Fá-lo-ia de forma extemporânea.

Este é um tema longe de ser unânime. Muitos não concordam com esta proximidade, por temerem a diluição da tarefas e, até, a extinção de profissões. Nem sequer é um tema que se cinja a advogados e contabilistas em concreto, antes ao modelo regulatório por que se regem as Ordens profissionais.

No cerne da polémica que se tem estabelecido, encontra-se em discussão o Projeto de Lei 974/XIV/3, que prevê extensas alterações no modelo das Associações e Ordens profissionais, sendo uma delas a tão falada, e por muitos temidas, multidisciplinariedade de sociedades de profissionais. Embora alvo de críticas por parte de diversas entidades e profissionais, foi já votado em sede parlamentar.

Daqui resulta a possível oficialização de sociedades onde coabitem advogados e contabilistas, por exemplo. Sem entrar no mérito da medida em específico, até por algum tom mais exasperado que tem levantado no debate, esta vem lançar a discussão sobre a ligação de sociedades de advogados e de contabilistas e/ou auditores. Veremos no futuro se a legislação será implementada, e como.

Sem entrarmos por discursos mais puritanos, numa perspetiva mais informal, o que se verifica é que muitos clientes obtidos pelos contabilistas são já reencaminhados por advogados, por motivos legais que se aplicam em cada caso. Estes, por sua vez, necessitam de recorrer ao contabilista, mais não seja aquando da criação de empresas – para as quais terá que ser nomeado um contabilista, em processos de peritagens, em esclarecimentos em matérias contabilístico-fiscais, e muito mais. Quanto ao contabilista, por seu lado, precisa de recorrer frequentemente aos serviços de um advogado, seja para a elaboração de contratos de trabalho, atas, resolução de matérias jurídicas, entre outros atos de ordem legal.

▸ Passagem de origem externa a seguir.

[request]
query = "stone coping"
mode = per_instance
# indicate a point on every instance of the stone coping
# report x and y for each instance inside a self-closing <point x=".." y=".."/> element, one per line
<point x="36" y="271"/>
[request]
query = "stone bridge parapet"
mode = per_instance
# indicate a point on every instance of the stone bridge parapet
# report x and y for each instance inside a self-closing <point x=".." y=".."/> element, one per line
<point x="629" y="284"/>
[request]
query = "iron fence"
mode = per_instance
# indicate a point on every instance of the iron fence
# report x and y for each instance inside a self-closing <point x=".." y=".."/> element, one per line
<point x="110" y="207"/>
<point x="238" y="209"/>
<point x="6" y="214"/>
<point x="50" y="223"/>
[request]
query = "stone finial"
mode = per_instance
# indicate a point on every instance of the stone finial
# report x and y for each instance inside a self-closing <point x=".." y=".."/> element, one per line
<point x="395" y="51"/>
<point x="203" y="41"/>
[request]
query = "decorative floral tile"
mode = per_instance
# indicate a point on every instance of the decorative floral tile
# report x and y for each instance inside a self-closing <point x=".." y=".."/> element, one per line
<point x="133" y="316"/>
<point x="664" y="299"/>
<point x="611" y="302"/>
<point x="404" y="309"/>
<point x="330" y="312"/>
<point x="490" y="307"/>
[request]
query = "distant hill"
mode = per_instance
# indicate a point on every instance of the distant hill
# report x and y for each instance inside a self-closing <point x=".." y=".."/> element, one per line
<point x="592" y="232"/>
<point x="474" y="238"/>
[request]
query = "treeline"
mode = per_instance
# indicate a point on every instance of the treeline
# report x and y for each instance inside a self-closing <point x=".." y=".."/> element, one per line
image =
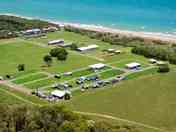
<point x="115" y="39"/>
<point x="11" y="25"/>
<point x="165" y="53"/>
<point x="52" y="119"/>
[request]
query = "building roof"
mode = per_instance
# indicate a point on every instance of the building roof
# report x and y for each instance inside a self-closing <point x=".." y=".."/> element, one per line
<point x="88" y="47"/>
<point x="133" y="64"/>
<point x="58" y="93"/>
<point x="97" y="66"/>
<point x="32" y="30"/>
<point x="111" y="50"/>
<point x="161" y="62"/>
<point x="152" y="60"/>
<point x="56" y="41"/>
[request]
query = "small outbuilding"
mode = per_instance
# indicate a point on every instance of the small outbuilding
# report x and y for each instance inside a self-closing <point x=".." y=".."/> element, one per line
<point x="56" y="42"/>
<point x="152" y="61"/>
<point x="31" y="32"/>
<point x="49" y="29"/>
<point x="160" y="63"/>
<point x="133" y="65"/>
<point x="88" y="48"/>
<point x="97" y="66"/>
<point x="60" y="94"/>
<point x="118" y="52"/>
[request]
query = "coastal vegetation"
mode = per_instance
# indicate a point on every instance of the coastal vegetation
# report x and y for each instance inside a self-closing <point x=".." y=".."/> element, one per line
<point x="51" y="119"/>
<point x="114" y="39"/>
<point x="165" y="53"/>
<point x="141" y="96"/>
<point x="10" y="26"/>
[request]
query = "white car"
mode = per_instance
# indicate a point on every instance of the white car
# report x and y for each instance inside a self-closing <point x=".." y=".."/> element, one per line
<point x="1" y="78"/>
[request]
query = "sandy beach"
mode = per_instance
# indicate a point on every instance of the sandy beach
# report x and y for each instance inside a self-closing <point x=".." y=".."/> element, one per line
<point x="166" y="37"/>
<point x="146" y="35"/>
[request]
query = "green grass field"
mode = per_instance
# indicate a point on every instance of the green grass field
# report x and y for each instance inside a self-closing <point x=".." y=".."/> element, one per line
<point x="149" y="100"/>
<point x="12" y="97"/>
<point x="30" y="78"/>
<point x="146" y="96"/>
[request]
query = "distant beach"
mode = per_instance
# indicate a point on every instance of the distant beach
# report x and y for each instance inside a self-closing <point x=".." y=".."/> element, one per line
<point x="146" y="35"/>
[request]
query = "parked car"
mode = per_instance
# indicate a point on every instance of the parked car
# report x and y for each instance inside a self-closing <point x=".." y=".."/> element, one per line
<point x="58" y="76"/>
<point x="1" y="78"/>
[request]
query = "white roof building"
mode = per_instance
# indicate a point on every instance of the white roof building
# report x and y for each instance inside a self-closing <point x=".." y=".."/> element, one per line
<point x="59" y="41"/>
<point x="59" y="93"/>
<point x="32" y="31"/>
<point x="152" y="61"/>
<point x="97" y="66"/>
<point x="160" y="63"/>
<point x="111" y="50"/>
<point x="90" y="47"/>
<point x="133" y="65"/>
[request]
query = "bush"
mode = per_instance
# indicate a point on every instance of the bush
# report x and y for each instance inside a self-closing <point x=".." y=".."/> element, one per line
<point x="21" y="67"/>
<point x="48" y="60"/>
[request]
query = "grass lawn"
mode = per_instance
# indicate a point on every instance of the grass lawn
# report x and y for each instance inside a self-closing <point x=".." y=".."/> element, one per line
<point x="110" y="73"/>
<point x="11" y="97"/>
<point x="6" y="98"/>
<point x="41" y="83"/>
<point x="149" y="100"/>
<point x="22" y="52"/>
<point x="142" y="73"/>
<point x="30" y="78"/>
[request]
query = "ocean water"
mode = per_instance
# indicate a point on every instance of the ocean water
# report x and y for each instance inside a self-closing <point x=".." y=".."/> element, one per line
<point x="138" y="15"/>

Por estes motivos, não se pode dissociar esta relação entre o contabilista e o advogado. A multidisciplinaridade é algo que se assiste um pouco por toda a Europa. Mesmo em Portugal, as principais consultoras começam a integrar equipas de advogados, no sentido de proporcionar uma melhor oferta a quem procura os seus serviços. E no sentido inverso, os grandes escritórios de advogados procuram reputados gabinetes de contabilidade, como suporte especializado em temáticas mais concretas e de difícil destrinça. É bem possível que esteja qui o futuro, longe das desconfianças que por vezes ainda pairam.